Carter Holt Harvey fined $900,000 for labelling
Issued 12 October 2006/057
Carter Holt Harvey fined $900,000 for falsely labelling timber
In a case the Commission considers one of its most serious prosecutions to date, Carter Holt Harvey has pleaded guilty to breaching the Fair Trading Act by selling timber that did not meet the grade claimed on packaging.
The company was fined $900,000 for 20 breaches of the Fair Trading Act. The Commission is also prosecuting six former or current Carter Holt Harvey employees, and is considering further civil proceedings to seek compensation.
Judge Bouchier in the Auckland District Court found that between July 2000 and November 2003 Carter Holt Harvey sold timber labelled as MGP10 when it knew the timber did not consistently meet that grade.

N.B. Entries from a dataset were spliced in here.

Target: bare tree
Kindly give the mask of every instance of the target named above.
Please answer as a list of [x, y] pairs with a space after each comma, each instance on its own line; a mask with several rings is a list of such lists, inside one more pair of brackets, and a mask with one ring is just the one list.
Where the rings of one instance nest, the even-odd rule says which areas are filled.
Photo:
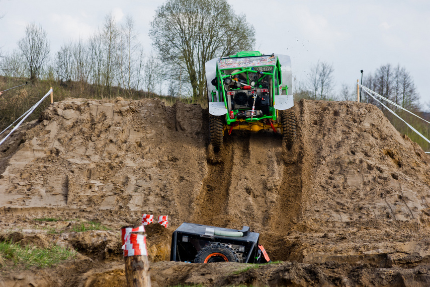
[[144, 64], [143, 83], [145, 89], [149, 94], [155, 92], [157, 80], [157, 70], [161, 68], [161, 65], [153, 54], [151, 54], [147, 57]]
[[2, 74], [6, 77], [23, 77], [25, 73], [25, 67], [21, 52], [14, 50], [12, 53], [4, 56], [0, 61], [0, 70]]
[[339, 99], [341, 101], [356, 101], [357, 90], [354, 88], [355, 87], [353, 87], [351, 89], [351, 87], [346, 84], [342, 84]]
[[71, 42], [63, 44], [57, 52], [55, 65], [58, 79], [69, 82], [74, 80], [75, 66]]
[[88, 84], [91, 73], [91, 61], [89, 48], [79, 39], [73, 47], [73, 58], [76, 73], [75, 81], [79, 83], [81, 93], [83, 93]]
[[118, 27], [115, 23], [115, 17], [112, 13], [110, 13], [105, 18], [105, 25], [102, 39], [105, 57], [103, 73], [104, 84], [105, 87], [110, 91], [116, 76], [118, 63], [117, 41], [119, 40]]
[[251, 49], [255, 42], [252, 26], [227, 0], [168, 0], [157, 9], [151, 27], [160, 58], [171, 73], [187, 71], [196, 100], [203, 96], [205, 62]]
[[[406, 68], [400, 65], [394, 69], [390, 64], [381, 65], [373, 75], [371, 74], [366, 78], [363, 84], [403, 108], [409, 110], [418, 108], [419, 96], [416, 93], [415, 84]], [[385, 110], [370, 96], [366, 97], [364, 101], [376, 105], [383, 111]], [[395, 107], [393, 108], [397, 109]]]
[[18, 42], [18, 47], [26, 60], [26, 68], [33, 83], [49, 60], [49, 42], [46, 38], [46, 32], [34, 22], [27, 24], [25, 36]]
[[132, 90], [137, 90], [140, 83], [140, 75], [143, 65], [143, 49], [136, 41], [134, 21], [127, 16], [122, 27], [119, 43], [119, 78], [121, 85], [132, 95]]
[[312, 91], [314, 100], [326, 100], [330, 98], [333, 91], [334, 82], [333, 65], [326, 62], [318, 61], [311, 67], [309, 82]]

MGP10 is a high-strength timber used for trusses and framing in homes and buildings. It was marketed by Carter Holt Harvey as a superior and premium product.
It is estimated that around 20,000 new houses were built with Laserframe MGP10 supplied by Carter Holt Harvey during the period. Carter Holt Harvey's MGP10 sales in the period were approximately $63.4 million annually.
The Commission investigated after concerns were raised by the New Zealand Timber Industry Federation. After testing the timber and finding some did not make the grade, the Commission searched the company's premises and seized documents proving Carter Holt Harvey had known about the problem since 2001.
"The Commission considers that this is one of the most important and most serious Fair Trading cases we have dealt with," says Commerce Commission Chair Paula Rebstock.
"It is very concerning that a large corporation like Carter Holt Harvey would choose to deliberately mislead its customers."
"Carter Holt Harvey's own internal report shows that since 2001 the company knew its timber was not consistently meeting the grade, yet they continued to sell it as high-grade MGP10," says Paula Rebstock.
"They took the view that to do otherwise would be 'financial suicide' - that is what their internal documents reveal."
Ms Rebstock said the Commission had been advised that use of the timber was not likely to lead to any safety issues.
"The Commission has been advised that houses built with the timber may suffer performance defects such as deflections in the roof and squeaky floors," says Ms Rebstock.
The New Zealand Timber Industry Federation contacted the Commerce Commission in October 2002 to say it had research results that showed Carter Holt Harvey's timber was not consistently meeting the MGP10 grade.
In May 2003 the Commission tested three packets of the timber and confirmed that, on average, it was not meeting the MGP10 standard. It then searched the company's mills at Thames, Putararu and Nelson, and seized documents which proved the company had known about the problem since 2001.
Carter Holt Harvey is described on its company website as "Australasia's leading forest products company, with significant interests in wood products, pulp, paper and packaging, supported by forests."
Timber grading. Timber can be structurally graded in a number of ways, including visual stress grading and machine stress grading. Visual grading involves a trained grader examining each piece of timber. Machine stress grading involves a machine bending each piece of timber to measure its stiffness.
MGP10. In the process of machine stress grading of timber, the machine bends each piece of timber and is able to measure the elasticity of each piece. There is a limited correlation between elasticity and strength. Elasticity is measured in terms of the pascal which is a unit of pressure. For large values figures are often quoted in megapascals or gigapascals. Machine stress graders measure the elasticity of the timber. MGP10 stands for Machine Graded Pine of a 10 gigapascal grade. It is a premium grade that may be used in the construction of frames and roof trusses.
Value of MGP10 sales. Carter Holt Harvey's machine stress graded MGP10 sales in the period July 2000 to November 2003 were approximately $63.4 million annually. Between August 2001 and November 2003, CHH reported net sales revenue of approximately $162.1 m from sales of MGP10 timber.
Consequences of using incorrectly graded timber. The grade of timber may affect the design of a structural component of a building. Use of incorrectly graded timber in a roof truss could, for example, cause sagging or deflection. Many houses are designed using computer assisted design software.
The grade of timber is entered into the software and the resulting design depends on the timber grade to be used. Although houses are "over engineered" so that surplus wood is used to ensure structural integrity, by using a lower grade of wood when a design calls for MGP10, those built-in safety margins are reduced. It is highly unlikely that using the non-MGP10 timber that was sold as MGP10 would cause failure of any particular house component, but the house may suffer performance defects such as deflections in the roof and squeaky floors.